The Shift From Doing to Directing
The hardest part of this transition wasn’t learning new tools. It was accepting that my value as a developer was no longer measured by lines of code written.
I had to redefine what “being productive” meant. It’s not about typing faster or remembering more syntax. It’s about:
- Asking better questions upfront
- Providing clearer context
- Making smarter architectural decisions
- Catching issues in review before they become bugs
- Scaling my impact through systematic delegation
This is the new abstraction layer in software development. Just as high-level languages freed us from thinking about registers and memory addresses, AI assistants are freeing us from syntax and implementation details—letting us focus on architecture, requirements, and problem-solving.

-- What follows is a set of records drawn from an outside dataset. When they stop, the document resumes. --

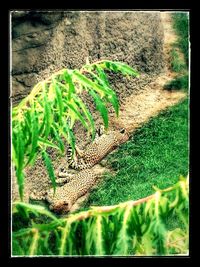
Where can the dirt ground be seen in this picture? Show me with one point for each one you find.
(134, 112)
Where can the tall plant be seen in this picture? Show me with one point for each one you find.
(131, 228)
(48, 113)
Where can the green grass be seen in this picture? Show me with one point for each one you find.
(156, 155)
(180, 82)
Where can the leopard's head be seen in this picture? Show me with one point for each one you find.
(58, 203)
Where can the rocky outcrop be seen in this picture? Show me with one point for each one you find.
(44, 42)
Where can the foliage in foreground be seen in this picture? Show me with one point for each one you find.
(47, 115)
(129, 228)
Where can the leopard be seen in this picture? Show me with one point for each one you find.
(72, 187)
(102, 145)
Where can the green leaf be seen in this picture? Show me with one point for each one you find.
(47, 116)
(34, 136)
(100, 107)
(102, 75)
(59, 100)
(47, 143)
(89, 83)
(119, 67)
(87, 114)
(69, 137)
(58, 139)
(67, 75)
(49, 167)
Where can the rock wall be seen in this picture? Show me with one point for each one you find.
(44, 42)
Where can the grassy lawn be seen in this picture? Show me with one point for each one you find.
(157, 154)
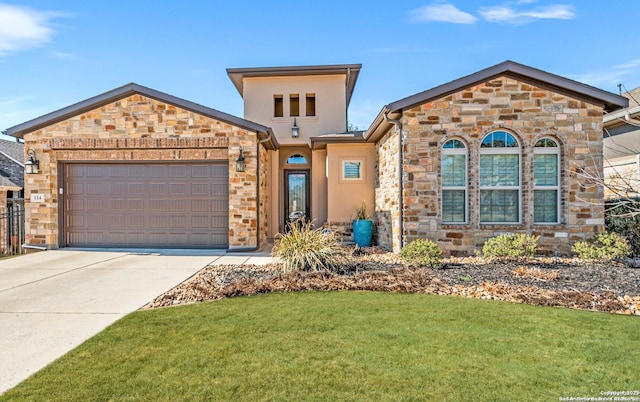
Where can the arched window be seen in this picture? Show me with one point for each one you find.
(297, 159)
(546, 181)
(500, 178)
(454, 182)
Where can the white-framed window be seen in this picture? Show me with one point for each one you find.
(454, 182)
(500, 183)
(546, 181)
(352, 170)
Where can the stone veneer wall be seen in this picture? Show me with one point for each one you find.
(138, 128)
(387, 212)
(527, 111)
(264, 195)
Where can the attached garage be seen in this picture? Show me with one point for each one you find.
(139, 168)
(177, 205)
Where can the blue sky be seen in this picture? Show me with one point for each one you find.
(56, 53)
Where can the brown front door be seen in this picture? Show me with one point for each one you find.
(296, 196)
(170, 205)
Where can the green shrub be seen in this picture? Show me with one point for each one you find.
(603, 246)
(518, 245)
(622, 218)
(422, 252)
(306, 249)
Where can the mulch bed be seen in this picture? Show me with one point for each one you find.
(611, 287)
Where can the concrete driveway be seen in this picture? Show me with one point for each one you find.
(52, 301)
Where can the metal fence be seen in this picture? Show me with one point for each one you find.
(12, 228)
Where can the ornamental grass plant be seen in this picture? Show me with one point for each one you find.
(304, 248)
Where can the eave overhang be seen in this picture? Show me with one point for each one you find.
(351, 71)
(607, 100)
(127, 90)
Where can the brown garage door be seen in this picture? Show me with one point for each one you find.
(146, 205)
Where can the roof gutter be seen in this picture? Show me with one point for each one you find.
(398, 124)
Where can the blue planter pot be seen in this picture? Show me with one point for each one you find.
(362, 232)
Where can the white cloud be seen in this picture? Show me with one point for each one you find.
(513, 16)
(441, 13)
(611, 77)
(23, 28)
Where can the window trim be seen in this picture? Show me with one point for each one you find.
(307, 98)
(361, 170)
(548, 151)
(501, 151)
(455, 151)
(278, 105)
(294, 105)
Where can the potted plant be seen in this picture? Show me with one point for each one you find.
(362, 227)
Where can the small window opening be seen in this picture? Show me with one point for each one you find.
(278, 106)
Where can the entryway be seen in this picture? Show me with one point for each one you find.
(297, 195)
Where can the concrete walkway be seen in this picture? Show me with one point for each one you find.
(52, 301)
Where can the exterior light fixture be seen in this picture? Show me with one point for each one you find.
(240, 162)
(32, 165)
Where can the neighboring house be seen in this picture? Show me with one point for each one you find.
(501, 150)
(622, 149)
(11, 171)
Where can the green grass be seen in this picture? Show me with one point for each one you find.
(348, 346)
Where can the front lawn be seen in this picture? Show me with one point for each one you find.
(348, 346)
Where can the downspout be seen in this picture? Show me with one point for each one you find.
(346, 100)
(260, 142)
(398, 124)
(250, 249)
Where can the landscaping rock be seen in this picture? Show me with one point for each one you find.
(572, 283)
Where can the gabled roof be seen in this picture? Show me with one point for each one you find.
(351, 71)
(629, 115)
(12, 150)
(543, 79)
(128, 90)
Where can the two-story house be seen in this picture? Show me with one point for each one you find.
(504, 149)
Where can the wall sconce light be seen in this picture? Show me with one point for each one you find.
(240, 162)
(32, 165)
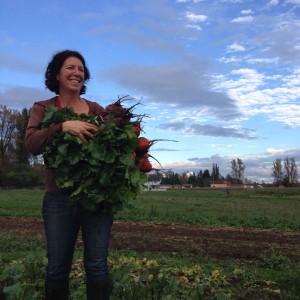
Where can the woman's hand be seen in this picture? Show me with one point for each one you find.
(80, 128)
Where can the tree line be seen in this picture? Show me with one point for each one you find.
(18, 168)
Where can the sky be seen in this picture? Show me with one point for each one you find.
(221, 77)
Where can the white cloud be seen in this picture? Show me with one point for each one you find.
(194, 26)
(247, 12)
(235, 47)
(272, 3)
(297, 2)
(195, 18)
(247, 19)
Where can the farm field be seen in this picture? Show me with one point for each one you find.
(245, 246)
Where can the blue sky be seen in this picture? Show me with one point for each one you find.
(222, 77)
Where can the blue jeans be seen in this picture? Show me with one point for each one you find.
(63, 219)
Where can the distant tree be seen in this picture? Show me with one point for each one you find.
(200, 178)
(22, 154)
(7, 134)
(229, 178)
(238, 168)
(206, 178)
(290, 170)
(192, 179)
(215, 174)
(278, 173)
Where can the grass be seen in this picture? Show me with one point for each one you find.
(259, 208)
(254, 208)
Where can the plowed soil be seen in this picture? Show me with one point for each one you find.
(184, 240)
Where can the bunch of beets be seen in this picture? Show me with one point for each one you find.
(122, 117)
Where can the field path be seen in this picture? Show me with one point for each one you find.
(183, 240)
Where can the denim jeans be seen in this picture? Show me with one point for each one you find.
(63, 220)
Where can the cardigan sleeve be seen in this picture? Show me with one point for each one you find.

The developers who make this shift aren’t replacing their skills. They’re amplifying them. The thinking that made you a good developer is exactly what makes you effective at directing AI assistants. You just need to apply it at a higher level.
Is there a learning curve? Absolutely. Does it feel weird at first? Completely. But the productivity gains are too significant to ignore.
If you’re frustrated with AI coding assistants, I’d encourage you to try this mental model shift. Start small—one steering document, one planned feature, one week of practice. See if thinking like a tech lead instead of a typist changes the experience.
It did for me. I’m shipping more, thinking better, and actually enjoying the work again.
The code still needs to be right. I’m just ensuring it’s right from a different level of abstraction—one that lets me scale my impact far beyond what I could achieve typing every line myself.